Beynimde tümörün büyüdüğünü ve ameliyat olmam gerektiğini öğrendiğim gün eşim ve ben büyük bir şoka girdik. Bu konuda uzman doktor nerede idi, ne yapmamız gerekiyordu? Ameliyat riskleri nelerdi? Pek çok soru yanıt bekliyordu adeta. İşte böyle çaresiz ve korku içinde olduğumuz bir anda oğlu nörolog olan bir arkadaşımdan, oğlu ile görüşmek ve birkaç konuda bilgi almak istediğimize dair rica mesajı attım. Sonuç istediğim gibi olmadı, ne arayan ne de soran oldu. Bu durum beni gerçekten üzdü ve sonra neden üzüldüğüme dair derinlemesine düşünmeye başladım. Eğer her şey benim içim oluyorsa ve evrenin bana verdiği her ilişkinin içinde almam gereken bir ders ve ruhsal büyüme olanağı var ise neden böyle olmuştu ve içinde yatan sihirli inci nerede idi?
Kendine Değer Verme ve Sınırlarını Koruma
Dış dünyadan yani o kişilerden desteğe ihtiyacım olduğunu sandığım anda bu ihtiyacım karşılanmadı, karşılanmaması gerekiyordu. Nerden mi biliyorum çünkü egomun istediği gibi olmamıştı aslında. Bu durum duygusal olarak incinmeme neden olmuş olsa da bu deneyim bana kendi ihtiyaçlarımı kendim sağlamanın ve duygusal sınırlarımı korumanın önemini hatırlattı. Kendimi herhangi bir ilişki veya durum için üzmek yerine, kendi refahımı ön planda tutmayı öğretti. Bu da dış dünyaya bakış açımı ve beklentilerimi değiştirerek sağlıklı ilişkiler kurmama ve duygusal olarak güçlü kalmama yardımcı oldu.
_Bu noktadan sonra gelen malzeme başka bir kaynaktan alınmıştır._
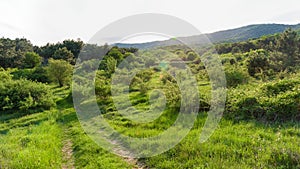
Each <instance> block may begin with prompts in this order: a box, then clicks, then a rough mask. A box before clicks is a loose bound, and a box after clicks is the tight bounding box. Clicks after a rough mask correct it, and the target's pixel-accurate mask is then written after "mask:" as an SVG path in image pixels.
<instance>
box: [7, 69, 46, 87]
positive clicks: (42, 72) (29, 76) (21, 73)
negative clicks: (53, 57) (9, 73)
mask: <svg viewBox="0 0 300 169" xmlns="http://www.w3.org/2000/svg"><path fill="white" fill-rule="evenodd" d="M11 74H12V75H13V79H21V78H25V79H27V80H31V81H37V82H42V83H49V82H50V80H49V78H48V75H47V70H46V68H45V67H43V66H38V67H35V68H33V69H17V70H14V71H12V73H11Z"/></svg>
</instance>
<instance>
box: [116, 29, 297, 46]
mask: <svg viewBox="0 0 300 169" xmlns="http://www.w3.org/2000/svg"><path fill="white" fill-rule="evenodd" d="M287 28H292V29H295V30H297V29H300V24H297V25H284V24H256V25H249V26H244V27H240V28H236V29H229V30H224V31H219V32H215V33H209V34H202V35H195V36H188V37H179V38H177V39H178V40H183V41H184V42H187V43H188V44H189V45H197V44H199V45H201V44H207V43H208V41H207V38H209V40H210V42H212V43H221V42H240V41H245V40H248V39H255V38H259V37H261V36H265V35H272V34H276V33H281V32H283V31H284V30H286V29H287ZM177 44H179V42H178V41H177V40H175V39H169V40H165V41H153V42H147V43H134V44H126V43H116V44H114V45H116V46H118V47H126V48H129V47H134V48H140V49H143V48H153V47H159V46H170V45H177Z"/></svg>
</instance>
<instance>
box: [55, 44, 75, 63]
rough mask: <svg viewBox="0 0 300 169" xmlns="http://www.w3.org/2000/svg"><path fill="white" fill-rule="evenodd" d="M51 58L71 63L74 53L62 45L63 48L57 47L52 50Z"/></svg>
mask: <svg viewBox="0 0 300 169" xmlns="http://www.w3.org/2000/svg"><path fill="white" fill-rule="evenodd" d="M53 59H62V60H65V61H67V62H69V63H72V62H73V59H74V55H73V53H72V52H71V51H69V50H68V49H67V48H66V47H63V48H59V49H58V50H56V51H55V52H54V54H53Z"/></svg>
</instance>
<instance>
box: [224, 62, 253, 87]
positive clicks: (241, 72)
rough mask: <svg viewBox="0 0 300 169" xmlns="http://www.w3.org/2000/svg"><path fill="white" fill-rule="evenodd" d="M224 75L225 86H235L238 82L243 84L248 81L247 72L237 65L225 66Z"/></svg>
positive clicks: (244, 83)
mask: <svg viewBox="0 0 300 169" xmlns="http://www.w3.org/2000/svg"><path fill="white" fill-rule="evenodd" d="M225 76H226V81H227V87H237V86H238V85H240V84H245V83H247V82H248V81H249V75H248V73H247V72H246V71H245V70H244V69H242V68H240V67H237V66H229V67H227V68H225Z"/></svg>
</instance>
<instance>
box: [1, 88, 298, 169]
mask: <svg viewBox="0 0 300 169" xmlns="http://www.w3.org/2000/svg"><path fill="white" fill-rule="evenodd" d="M203 88H207V87H206V86H204V87H203ZM53 91H54V93H55V95H56V96H57V108H56V109H53V110H51V111H44V112H40V113H36V114H30V115H26V116H24V115H23V116H20V115H18V114H10V115H2V116H0V122H1V123H0V133H1V134H0V168H17V169H19V168H20V169H21V168H61V165H62V156H63V155H62V152H61V149H62V147H63V145H62V144H63V140H64V139H65V138H68V139H70V140H71V142H72V149H73V154H72V155H73V157H74V161H75V164H74V165H75V167H76V168H103V169H106V168H111V169H119V168H134V167H137V166H136V165H135V164H132V163H129V162H128V161H126V160H125V159H123V158H122V157H119V156H117V155H115V154H112V153H110V152H108V151H106V150H104V149H103V148H101V147H100V146H99V145H97V144H96V143H95V142H94V141H93V140H92V139H91V138H89V137H88V136H87V135H86V134H85V132H84V130H83V129H82V127H81V125H80V123H79V121H78V119H77V116H76V113H75V110H74V108H73V105H72V103H71V98H70V97H67V96H68V94H69V90H68V89H65V88H53ZM137 96H138V97H137ZM141 97H147V96H146V95H144V96H141V95H137V93H133V94H132V98H133V99H136V100H133V103H135V104H136V106H137V107H138V108H139V109H142V110H143V109H147V107H146V106H147V104H145V103H143V102H142V101H143V100H146V101H147V99H145V98H141ZM137 99H139V100H137ZM140 101H141V102H140ZM105 118H106V119H107V120H108V122H109V123H110V125H111V126H112V127H114V129H116V130H117V131H119V132H121V133H122V134H125V135H129V136H132V137H151V136H154V135H158V134H159V133H161V132H163V131H164V130H165V129H167V128H168V127H169V126H171V125H172V123H173V122H174V121H175V120H176V118H177V114H176V113H175V114H174V113H173V112H172V111H171V110H166V111H165V113H163V114H162V116H161V117H160V118H158V119H157V120H155V121H153V122H151V123H145V124H138V123H134V122H131V121H129V120H127V119H125V118H124V117H122V116H120V115H119V114H118V113H117V112H113V111H110V112H108V113H106V114H105ZM205 120H206V114H205V113H199V115H198V118H197V120H196V122H195V124H194V127H193V129H192V130H191V131H190V133H189V134H188V135H187V136H186V137H185V138H184V139H183V140H182V141H181V142H180V143H179V144H178V145H176V146H175V147H174V148H172V149H170V150H168V151H166V152H164V153H163V154H160V155H157V156H154V157H150V158H144V159H139V162H142V163H143V164H144V165H145V166H147V167H149V168H165V169H168V168H172V169H177V168H178V169H179V168H180V169H181V168H295V169H296V168H300V145H299V143H300V129H299V125H300V123H299V122H286V123H275V124H266V123H262V122H257V121H248V122H245V121H243V122H233V121H231V120H227V119H222V121H221V123H220V125H219V127H218V128H217V130H216V131H215V132H214V134H213V135H212V136H211V137H210V139H209V140H208V141H207V142H205V143H202V144H201V143H199V136H200V133H201V130H202V127H203V125H204V123H205ZM135 146H138V145H135Z"/></svg>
Empati ve Başkalarını Anlama
Arkadaş dediğim kişinin benim ricama karşılık vermemesi başkalarının yaşadığı stres ve yoğunluk hakkında daha fazla anlayış geliştirmeme yardımcı oldu. Arkadaşımın doktor olan oğlunun belki çalışma saatlerinin yoğunluğunun baskı ve stresini yaşayabileceğini ve bununla başa çıkma çabalarını daha iyi anlamaya başladım. Bu durum kendimi başkalarının yerine koyarak daha anlayışlı bir yaklaşım geliştirmemi sağladı. Her şeyden önce ihtiyacı olan ve benden bir rica da bulunan kimselere karşı daha hassas olmayı ve elimden gelen desteği vermenin ve yardımı yapmanın önemini, kısacası bana kim olmamayı ve insanların acılarına ve yardım isteklerine kayıtsız olmamayı öğretti. Bu deneyim, belki de beklenmedik bir şekilde bana kişisel gelişim ve güçlenme fırsatı sundu. Bu dersleri göz önünde bulundurarak gelecekte benzer durumlarla daha sağlıklı bir şekilde başa çıkabilme ve kendimi daha güçlü hissetmemin yolunu açtı.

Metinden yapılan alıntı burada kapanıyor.